Automatic processing of text data

NPFL098 / ATKL00345

Pavel Straňák

stranak@ufal.mff.cuni.cz

úterý 10.40–13.50
Malostranské nám. 25, SU1

18. 4. 2017

Text Encodings

A way to encode characters od a natural language into a simple set of symbols useful for storing and moving around. Usually it means into binary encoding.

Binary encoding are quite old: Yijing (I Ching/易经); Leibniz created the one we currently use.

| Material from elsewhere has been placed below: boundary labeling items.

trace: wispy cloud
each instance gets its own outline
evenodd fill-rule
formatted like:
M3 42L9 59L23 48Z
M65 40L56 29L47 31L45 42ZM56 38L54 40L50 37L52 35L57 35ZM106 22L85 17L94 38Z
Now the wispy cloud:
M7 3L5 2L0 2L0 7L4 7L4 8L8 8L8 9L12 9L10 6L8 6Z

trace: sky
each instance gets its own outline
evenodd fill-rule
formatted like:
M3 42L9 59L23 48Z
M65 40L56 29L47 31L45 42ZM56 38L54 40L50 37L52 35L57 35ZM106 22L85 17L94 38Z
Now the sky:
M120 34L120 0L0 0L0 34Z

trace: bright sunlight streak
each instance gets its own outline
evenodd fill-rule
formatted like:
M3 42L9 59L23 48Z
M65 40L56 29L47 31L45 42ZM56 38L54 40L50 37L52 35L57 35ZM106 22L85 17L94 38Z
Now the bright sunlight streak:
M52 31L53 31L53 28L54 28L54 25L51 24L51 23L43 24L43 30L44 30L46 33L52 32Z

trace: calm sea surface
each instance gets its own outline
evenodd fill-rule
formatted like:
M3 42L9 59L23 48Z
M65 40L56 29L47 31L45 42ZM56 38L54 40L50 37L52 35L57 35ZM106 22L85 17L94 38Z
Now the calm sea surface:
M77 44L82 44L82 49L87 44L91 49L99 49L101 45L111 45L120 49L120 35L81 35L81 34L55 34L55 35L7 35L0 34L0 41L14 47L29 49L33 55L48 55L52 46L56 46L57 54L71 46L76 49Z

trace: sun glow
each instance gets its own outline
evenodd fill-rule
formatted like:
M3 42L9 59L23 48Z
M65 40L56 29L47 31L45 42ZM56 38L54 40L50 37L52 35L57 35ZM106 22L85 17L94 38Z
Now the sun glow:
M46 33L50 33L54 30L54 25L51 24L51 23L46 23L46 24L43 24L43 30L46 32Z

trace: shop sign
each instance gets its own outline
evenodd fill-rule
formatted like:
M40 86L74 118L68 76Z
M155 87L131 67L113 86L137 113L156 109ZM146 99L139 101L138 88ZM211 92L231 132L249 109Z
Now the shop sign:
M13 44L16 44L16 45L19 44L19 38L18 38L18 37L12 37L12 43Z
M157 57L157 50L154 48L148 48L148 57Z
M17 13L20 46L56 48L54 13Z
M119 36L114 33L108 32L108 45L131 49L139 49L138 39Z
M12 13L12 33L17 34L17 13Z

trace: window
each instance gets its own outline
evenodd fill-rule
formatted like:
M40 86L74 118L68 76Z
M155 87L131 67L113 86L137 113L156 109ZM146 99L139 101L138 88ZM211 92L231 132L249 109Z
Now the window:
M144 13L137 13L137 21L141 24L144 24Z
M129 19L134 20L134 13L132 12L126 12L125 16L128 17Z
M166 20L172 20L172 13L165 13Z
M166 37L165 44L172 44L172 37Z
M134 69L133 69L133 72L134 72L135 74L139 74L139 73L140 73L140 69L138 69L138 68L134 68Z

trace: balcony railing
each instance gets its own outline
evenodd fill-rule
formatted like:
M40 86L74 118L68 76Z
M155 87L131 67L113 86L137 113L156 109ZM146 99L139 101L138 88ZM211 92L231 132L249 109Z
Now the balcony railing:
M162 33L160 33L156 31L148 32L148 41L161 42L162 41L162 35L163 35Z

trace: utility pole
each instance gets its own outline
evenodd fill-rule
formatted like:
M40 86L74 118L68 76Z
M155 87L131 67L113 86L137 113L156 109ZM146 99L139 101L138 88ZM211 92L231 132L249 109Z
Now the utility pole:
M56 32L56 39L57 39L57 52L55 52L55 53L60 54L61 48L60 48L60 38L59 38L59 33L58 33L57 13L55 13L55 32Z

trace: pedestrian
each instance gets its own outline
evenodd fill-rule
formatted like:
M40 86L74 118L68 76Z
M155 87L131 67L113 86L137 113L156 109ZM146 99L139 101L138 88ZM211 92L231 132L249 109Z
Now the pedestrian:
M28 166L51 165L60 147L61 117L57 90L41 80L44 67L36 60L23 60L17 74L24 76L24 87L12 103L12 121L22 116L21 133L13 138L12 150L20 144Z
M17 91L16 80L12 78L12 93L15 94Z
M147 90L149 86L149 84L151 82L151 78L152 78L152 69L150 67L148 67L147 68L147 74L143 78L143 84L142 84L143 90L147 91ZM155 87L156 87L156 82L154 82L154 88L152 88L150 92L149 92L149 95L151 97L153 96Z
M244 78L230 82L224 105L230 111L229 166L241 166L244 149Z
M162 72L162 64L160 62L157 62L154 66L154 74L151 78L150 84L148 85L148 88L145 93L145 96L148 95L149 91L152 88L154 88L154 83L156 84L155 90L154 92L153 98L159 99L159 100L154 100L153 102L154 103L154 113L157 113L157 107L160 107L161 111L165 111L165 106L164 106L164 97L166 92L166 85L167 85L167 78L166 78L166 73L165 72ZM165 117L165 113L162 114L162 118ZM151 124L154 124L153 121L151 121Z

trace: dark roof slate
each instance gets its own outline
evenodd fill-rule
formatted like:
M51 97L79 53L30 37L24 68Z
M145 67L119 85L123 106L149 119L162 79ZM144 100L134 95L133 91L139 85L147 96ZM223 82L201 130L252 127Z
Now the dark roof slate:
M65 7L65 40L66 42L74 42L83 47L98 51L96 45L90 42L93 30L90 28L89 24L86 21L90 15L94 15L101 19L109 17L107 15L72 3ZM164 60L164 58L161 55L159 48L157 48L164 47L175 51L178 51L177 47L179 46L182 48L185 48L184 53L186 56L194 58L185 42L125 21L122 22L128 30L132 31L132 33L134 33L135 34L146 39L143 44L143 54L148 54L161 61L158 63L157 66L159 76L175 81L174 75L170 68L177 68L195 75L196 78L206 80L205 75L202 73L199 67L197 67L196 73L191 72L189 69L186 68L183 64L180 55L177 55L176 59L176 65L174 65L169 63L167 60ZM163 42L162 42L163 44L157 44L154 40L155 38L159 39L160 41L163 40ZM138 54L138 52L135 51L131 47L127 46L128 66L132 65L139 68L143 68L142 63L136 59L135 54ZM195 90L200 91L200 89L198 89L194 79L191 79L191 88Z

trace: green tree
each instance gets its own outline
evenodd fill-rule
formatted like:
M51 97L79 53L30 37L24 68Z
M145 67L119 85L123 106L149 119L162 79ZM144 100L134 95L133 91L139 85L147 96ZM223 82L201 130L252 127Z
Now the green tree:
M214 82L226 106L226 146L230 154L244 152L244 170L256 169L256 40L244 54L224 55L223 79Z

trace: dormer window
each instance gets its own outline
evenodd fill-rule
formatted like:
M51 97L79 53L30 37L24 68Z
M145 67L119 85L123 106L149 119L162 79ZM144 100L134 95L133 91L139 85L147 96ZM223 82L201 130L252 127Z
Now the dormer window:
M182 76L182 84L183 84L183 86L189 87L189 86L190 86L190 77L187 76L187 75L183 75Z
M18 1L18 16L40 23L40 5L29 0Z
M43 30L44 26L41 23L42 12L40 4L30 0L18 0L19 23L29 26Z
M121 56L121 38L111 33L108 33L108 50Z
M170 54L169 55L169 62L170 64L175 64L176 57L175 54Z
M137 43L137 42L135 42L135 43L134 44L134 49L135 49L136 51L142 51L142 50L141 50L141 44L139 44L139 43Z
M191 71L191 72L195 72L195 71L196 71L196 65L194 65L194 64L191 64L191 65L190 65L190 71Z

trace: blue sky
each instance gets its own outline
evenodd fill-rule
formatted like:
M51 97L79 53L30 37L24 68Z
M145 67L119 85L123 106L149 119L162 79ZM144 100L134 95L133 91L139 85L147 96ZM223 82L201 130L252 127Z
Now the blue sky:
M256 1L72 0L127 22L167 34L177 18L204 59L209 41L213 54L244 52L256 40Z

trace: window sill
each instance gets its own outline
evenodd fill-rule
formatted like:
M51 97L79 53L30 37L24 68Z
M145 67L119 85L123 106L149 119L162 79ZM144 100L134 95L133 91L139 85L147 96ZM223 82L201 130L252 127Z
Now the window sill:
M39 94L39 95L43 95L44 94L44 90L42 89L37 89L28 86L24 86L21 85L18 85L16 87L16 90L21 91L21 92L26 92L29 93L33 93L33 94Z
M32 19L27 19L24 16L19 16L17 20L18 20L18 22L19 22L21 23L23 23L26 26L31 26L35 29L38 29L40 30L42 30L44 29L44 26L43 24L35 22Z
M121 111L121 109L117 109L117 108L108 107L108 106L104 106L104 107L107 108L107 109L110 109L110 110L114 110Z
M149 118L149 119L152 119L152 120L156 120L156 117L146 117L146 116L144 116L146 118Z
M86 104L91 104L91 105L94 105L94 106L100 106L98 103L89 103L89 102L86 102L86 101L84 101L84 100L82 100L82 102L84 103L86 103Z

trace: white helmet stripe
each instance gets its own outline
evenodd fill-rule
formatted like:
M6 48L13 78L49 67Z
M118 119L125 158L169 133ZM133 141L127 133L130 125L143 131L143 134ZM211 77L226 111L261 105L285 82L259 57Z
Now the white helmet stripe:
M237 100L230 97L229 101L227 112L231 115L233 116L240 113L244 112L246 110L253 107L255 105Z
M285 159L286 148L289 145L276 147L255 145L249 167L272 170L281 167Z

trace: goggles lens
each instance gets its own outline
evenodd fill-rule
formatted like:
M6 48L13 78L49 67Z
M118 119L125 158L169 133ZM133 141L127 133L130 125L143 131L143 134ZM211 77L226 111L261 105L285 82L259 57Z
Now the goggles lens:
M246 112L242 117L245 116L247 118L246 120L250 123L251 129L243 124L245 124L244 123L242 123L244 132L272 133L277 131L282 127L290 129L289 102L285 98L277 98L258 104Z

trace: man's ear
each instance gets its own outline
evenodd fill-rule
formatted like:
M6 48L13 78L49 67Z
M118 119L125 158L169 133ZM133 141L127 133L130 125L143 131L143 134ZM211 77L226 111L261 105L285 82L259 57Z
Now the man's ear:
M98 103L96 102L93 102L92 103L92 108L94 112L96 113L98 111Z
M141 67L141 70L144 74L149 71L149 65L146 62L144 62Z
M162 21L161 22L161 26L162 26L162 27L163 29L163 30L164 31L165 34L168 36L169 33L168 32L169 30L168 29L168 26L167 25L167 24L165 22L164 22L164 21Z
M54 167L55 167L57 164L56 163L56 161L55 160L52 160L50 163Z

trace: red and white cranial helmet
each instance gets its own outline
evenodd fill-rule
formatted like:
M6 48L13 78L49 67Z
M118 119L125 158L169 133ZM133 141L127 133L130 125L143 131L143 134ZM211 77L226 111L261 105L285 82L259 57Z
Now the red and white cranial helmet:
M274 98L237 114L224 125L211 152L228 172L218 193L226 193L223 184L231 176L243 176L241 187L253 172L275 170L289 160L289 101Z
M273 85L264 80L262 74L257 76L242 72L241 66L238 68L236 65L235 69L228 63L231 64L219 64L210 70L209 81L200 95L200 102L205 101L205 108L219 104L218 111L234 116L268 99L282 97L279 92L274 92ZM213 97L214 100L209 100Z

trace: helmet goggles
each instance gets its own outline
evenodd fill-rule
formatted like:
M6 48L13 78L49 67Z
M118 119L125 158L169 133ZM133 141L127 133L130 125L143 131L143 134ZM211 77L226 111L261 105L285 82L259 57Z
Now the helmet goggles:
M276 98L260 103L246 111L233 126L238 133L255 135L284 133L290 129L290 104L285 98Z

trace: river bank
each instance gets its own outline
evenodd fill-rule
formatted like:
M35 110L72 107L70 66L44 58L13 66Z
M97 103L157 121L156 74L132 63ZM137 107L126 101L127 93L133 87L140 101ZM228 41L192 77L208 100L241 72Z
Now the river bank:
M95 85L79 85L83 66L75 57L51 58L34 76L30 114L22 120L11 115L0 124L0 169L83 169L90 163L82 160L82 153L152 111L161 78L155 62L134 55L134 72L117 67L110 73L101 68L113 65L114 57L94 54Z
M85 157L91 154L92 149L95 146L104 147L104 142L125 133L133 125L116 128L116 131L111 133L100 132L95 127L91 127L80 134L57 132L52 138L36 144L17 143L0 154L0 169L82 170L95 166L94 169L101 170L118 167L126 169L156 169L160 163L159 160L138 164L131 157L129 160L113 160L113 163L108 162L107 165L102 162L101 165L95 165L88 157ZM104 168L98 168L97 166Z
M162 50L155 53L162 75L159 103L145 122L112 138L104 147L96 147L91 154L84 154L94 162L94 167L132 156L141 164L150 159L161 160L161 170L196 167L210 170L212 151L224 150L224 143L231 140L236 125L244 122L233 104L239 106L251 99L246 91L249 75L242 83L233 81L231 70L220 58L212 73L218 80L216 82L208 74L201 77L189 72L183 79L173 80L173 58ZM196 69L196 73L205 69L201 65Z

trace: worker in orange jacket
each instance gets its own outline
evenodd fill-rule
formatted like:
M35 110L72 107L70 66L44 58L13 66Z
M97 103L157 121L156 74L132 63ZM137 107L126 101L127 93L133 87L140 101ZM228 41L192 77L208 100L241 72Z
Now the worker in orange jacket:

7 bit encoding – ASCII (1950s-60s) – control characters + a-zA-Z0-9
8 bit encodings (1970s-90s, unfortunatelly even today) – ASCII + 128 more characters; regional, operating system (unix, dos, win, mac), and other varieties
More bits for complex characters (Chinese, Japanese, ...)
- also many varieties
Until Unicode came to solve this mess.

Use iconv to convert between encodings.

Unicode – Terminology

Unicode

Mapping of any characters to unique numbers. Independent of platforms, programming languages, natural languages, etc.

Character

unit of (written) language representation; abstraction. Not the concrete written glyph

Composition/Decomposition of characters

A character can be equivalent to a sequence of one or more other characters. Composition/decomposition converts between these equivalent representations.

Diacritic

A mark applied or attached to a symbol to create a new symbol that represents a modified or new value. (2) It need not change a character's value. See Unicode Glossary

Glyph

A way to write a character. Its representation. There may be several glyphsg for a character (e.g. oldstyle, standard and tabular digits).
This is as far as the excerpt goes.